Nothing is permitted to disturb this “consensus”. The FAW, the 3rd oldest football association in the world, doesn’t even have a policy on the matter, stuffed as it is with deeply reactionary men-in-blazers, and alone in the world resists the idea of a professional domestic league – something the poorest nation on Earth, Niger, manages to accomplish without too much difficulty. Click on BBC Sport’s ‘Welsh football’ link and you will arrive at pages all about Cardiff City et al (already covered in the English pages, so alone in the UK they get the special privilege of double coverage) and next to nothing about the Welsh pyramid. The Assembly Government is so cowed and neutered it can only follow rather than lead, resulting in the grotesque site of Plaid Cymru’s Alun Ffred Jones, Heritage/Sport Minister in the Labour/Plaid coalition at the Senedd, jumping on the Cardiff City bandwagon when they got to the play-off final and stating that Cardiff in the English Premier would be “good for Wales”. And this is a man who boasts about defending Welsh interests! As for what passes for the Welsh print media (unread by 90% of the population anyway), well yesterday’s Western Mail encapsulates the problem perfectly. On the day Llanelli and Port Talbot Town began their Europa Cup campaigns in the qualifying round, as representatives of Wales having come second and third in last season’s WP, the “National Newspaper of Wales” had not a single word about these important games in the second most lucrative club competition in world football. Not even the fixtures were printed! Space was found, though, for three pages of dull speculation about Cardiff City’s close-season boadroom machinations and Sports Editor Paul Abbandonato’s hackneyed and lacklustre World Cup musings. It would probably have been ‘Abandon-Hope-All-Who-Read-This’ himself who decided to ignore the Europa matches. Under his watch Media Wales never prints anything that might boost the WP, cast doubt on the status quo, or suggest that there is a football world beyond Scunthorpe.

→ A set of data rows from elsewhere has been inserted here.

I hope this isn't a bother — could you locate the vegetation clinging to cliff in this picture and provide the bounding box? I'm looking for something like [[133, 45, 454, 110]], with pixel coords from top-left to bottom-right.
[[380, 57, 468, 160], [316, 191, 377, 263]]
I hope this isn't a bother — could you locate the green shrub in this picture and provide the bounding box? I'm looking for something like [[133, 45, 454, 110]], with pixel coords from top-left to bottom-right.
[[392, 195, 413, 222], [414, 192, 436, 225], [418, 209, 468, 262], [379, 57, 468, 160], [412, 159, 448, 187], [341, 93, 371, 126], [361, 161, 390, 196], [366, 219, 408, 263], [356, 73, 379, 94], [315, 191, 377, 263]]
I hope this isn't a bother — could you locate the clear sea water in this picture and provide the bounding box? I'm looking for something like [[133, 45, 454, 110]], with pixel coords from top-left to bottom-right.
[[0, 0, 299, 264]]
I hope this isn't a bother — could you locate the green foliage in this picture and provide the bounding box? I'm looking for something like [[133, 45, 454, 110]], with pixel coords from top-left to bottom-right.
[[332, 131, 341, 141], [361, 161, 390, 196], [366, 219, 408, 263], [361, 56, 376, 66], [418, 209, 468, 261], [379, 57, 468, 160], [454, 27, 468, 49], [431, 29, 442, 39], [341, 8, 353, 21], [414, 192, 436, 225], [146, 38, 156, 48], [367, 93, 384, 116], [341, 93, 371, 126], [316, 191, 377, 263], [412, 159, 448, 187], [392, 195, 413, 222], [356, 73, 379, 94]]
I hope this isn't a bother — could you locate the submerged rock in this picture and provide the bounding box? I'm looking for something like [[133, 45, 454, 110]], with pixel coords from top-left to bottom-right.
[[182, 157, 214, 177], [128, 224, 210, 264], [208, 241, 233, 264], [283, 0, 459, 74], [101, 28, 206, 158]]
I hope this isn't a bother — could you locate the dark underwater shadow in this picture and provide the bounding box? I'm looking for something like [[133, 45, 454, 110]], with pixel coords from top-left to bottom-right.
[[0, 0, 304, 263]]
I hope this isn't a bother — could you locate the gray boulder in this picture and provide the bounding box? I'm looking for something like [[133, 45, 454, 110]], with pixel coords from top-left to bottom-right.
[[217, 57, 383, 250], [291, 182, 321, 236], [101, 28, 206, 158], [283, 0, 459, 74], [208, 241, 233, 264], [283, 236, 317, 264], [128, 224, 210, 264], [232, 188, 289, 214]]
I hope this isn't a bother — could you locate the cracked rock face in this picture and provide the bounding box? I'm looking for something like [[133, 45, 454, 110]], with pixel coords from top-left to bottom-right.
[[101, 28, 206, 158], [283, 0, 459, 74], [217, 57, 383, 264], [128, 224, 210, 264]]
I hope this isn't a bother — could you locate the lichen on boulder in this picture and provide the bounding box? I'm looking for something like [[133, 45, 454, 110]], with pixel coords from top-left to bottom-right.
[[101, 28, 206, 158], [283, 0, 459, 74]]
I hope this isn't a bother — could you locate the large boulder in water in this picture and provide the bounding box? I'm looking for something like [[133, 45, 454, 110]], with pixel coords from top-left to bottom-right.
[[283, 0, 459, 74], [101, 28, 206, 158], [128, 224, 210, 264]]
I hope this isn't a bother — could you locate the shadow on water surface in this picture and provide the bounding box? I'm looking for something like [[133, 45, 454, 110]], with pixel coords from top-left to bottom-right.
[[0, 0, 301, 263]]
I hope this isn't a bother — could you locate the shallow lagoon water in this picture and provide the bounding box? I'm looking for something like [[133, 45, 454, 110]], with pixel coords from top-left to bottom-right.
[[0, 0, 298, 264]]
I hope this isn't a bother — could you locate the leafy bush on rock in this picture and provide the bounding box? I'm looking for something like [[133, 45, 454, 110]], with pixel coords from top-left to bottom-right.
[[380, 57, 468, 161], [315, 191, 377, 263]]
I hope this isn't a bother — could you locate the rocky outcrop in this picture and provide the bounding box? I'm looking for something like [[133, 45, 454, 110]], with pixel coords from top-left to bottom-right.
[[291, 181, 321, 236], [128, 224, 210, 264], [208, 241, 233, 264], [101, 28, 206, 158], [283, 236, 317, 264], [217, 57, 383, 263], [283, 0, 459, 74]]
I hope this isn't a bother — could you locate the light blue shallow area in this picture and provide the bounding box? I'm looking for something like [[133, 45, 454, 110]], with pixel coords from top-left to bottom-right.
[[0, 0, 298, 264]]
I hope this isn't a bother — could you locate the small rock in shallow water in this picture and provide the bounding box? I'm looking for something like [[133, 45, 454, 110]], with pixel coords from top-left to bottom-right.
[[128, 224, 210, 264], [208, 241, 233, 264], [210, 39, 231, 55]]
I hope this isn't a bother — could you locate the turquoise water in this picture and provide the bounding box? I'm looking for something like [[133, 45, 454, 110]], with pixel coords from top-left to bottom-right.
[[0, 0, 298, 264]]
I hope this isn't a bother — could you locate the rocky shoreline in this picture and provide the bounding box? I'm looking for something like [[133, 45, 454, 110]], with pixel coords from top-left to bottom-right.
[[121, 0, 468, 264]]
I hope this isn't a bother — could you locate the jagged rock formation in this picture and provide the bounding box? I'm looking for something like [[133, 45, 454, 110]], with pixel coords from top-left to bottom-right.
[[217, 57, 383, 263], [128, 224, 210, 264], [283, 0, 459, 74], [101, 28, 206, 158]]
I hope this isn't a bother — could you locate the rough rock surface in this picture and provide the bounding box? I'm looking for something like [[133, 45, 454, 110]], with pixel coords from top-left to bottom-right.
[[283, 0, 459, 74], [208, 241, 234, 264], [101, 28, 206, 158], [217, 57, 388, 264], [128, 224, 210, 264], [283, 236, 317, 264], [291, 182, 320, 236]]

Until Wales has territorial integrity and all the football clubs within its boundaries play in its pyramid system, we will not create the network of professional clubs required to develop the constant conveyor belt of hundreds of footballers decade after decade that every country needs. We will have to keep depending on the occasional lucky one-off developed by an English club (eg: Ryan Giggs) and keep scratching around for English players with a Welsh grandparent who would never be capped by their own country. Unless there is change this will mean that Wales will never be able to field an international quality XI and thus will never, ever qualify for the World Cup finals again. And I will die of a broken heart.